WBC heavyweight champion Deontay Wilder says he “can’t wait” to face Tyson Fury again, following their controversial draw in Los Angeles on Saturday.
Wilder twice knocked down Fury during the fight, but many observers felt the Briton should have won.
And Fury, 30, said he thought the 33-year-old American would try to avoid a rematch with him “at all costs”.
Wilder claimed he won the fight and was the “more aggressive fighter and landed the more effective punches”.
In a post on Instagram, he said: “You saw the best Fury but you did not get the best Wilder and I still managed to get the job done.”
He added: “At the end of the day, boxing wins. The fans are the real winner and I can’t wait for Wilder Fury 2 to end the controversial talk around the world once and for all.”

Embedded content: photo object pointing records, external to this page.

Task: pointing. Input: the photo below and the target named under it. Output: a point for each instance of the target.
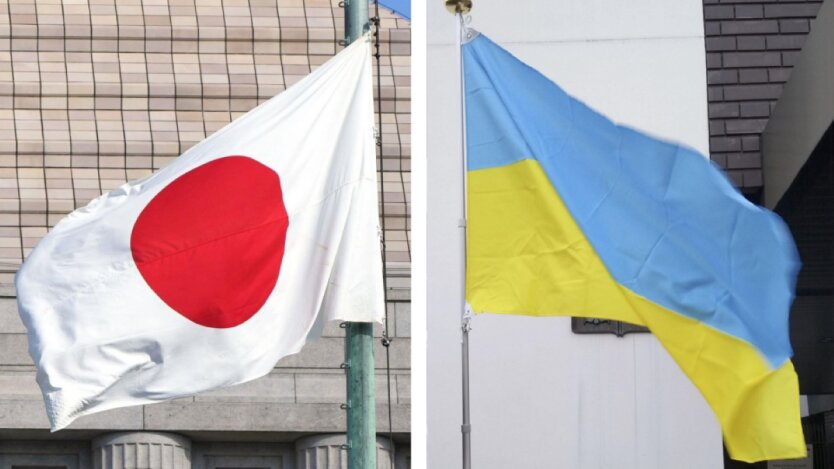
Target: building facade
(94, 93)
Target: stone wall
(94, 93)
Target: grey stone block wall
(751, 47)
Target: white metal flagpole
(459, 8)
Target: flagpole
(459, 8)
(359, 336)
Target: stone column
(326, 452)
(141, 450)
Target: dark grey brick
(750, 27)
(755, 109)
(718, 12)
(789, 58)
(745, 126)
(752, 92)
(753, 75)
(744, 160)
(712, 28)
(724, 110)
(751, 43)
(752, 177)
(794, 26)
(722, 77)
(786, 42)
(750, 143)
(736, 177)
(797, 10)
(725, 144)
(752, 59)
(713, 60)
(749, 11)
(779, 74)
(720, 43)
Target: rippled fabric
(659, 230)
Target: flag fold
(209, 271)
(570, 214)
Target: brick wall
(751, 46)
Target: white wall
(541, 396)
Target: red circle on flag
(210, 244)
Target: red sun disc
(210, 244)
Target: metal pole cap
(458, 6)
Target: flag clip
(466, 320)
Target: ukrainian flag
(572, 215)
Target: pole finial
(458, 6)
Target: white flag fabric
(209, 271)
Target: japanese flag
(209, 271)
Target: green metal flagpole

Wilder’s trainer Jay Deas said earlier he wanted his fighter to take on Fury again before a potential bout with IBF, WBO and WBA champion Anthony Joshua.
On Tuesday, Briton Joshua wrote on Twitter: “What took this fool [Wilder] so long? Like we ain’t been interested?!!

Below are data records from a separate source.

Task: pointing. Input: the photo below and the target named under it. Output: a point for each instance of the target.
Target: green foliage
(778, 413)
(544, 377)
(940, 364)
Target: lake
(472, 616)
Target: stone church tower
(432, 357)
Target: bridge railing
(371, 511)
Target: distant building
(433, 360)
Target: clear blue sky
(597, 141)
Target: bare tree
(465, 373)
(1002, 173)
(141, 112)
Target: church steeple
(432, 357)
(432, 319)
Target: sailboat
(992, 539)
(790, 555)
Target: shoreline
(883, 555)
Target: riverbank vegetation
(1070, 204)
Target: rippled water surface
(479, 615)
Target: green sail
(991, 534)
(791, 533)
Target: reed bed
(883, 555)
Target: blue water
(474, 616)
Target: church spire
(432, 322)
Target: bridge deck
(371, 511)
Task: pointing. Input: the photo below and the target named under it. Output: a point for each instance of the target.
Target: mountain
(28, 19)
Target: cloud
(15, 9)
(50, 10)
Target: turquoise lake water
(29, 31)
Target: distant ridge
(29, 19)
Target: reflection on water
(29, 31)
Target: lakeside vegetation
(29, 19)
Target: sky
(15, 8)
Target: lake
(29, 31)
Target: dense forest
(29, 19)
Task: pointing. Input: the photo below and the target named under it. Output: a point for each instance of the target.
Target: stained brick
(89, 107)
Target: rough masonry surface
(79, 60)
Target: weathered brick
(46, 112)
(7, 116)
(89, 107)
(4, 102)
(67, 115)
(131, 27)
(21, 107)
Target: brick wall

“Anyway well done Fury! They wanted to get you because they assumed you was finished!! I’ll give you a fair one when your ready! Either one of you!”
Saturday’s fight was scored 115-111 for Wilder, 114-112 for Fury and 113-113, with Alejandro Rochin the judge who had the American as the winner.
Fury said he had “never seen a worse decision in my life” and described it as a “gift” for his opponent.
His promoter Frank Warren said he and the British Boxing Board of Control would write to the WBC demanding another bout.
Fury was also backed by a number of former world champions, including Floyd Mayweather, Lennox Lewis, Tony Bellew and Carl Froch.
Was the count for Fury too slow?
One of the biggest talking points of the fight was Fury’s incredible rise from the canvas in the 12th round, when the former champion received a count from the referee. He recovered and finished the fight strongly.
Wilder has questioned if referee Jack Reiss’ count was too slow.
When a boxer is knocked down, the referee will count over them until they get back on their feet unaided by the count of 10 seconds.
BBC boxing correspondent Mike Costello says the length of Reiss’ count would be “looked back on”.
Speaking on BBC Radio 5 live’s boxing podcast, analyst Steve Bunce added: “My gut feeling is it looked to me like Fury started to get up at eight, was he up at 10? That will be debated. It would have been venomously debated if he [Fury] had walked away with the win and the agenda would be ‘it was a long count’.
“It was 25 seconds from the punch to the instruction to ‘box on’, which is probably the long side of what happens.”
Wilder said Reiss was an “amazing ref”, but added: “Did the count start 3-4 seconds too late or was the count too long? is the question many are asking and debating about.”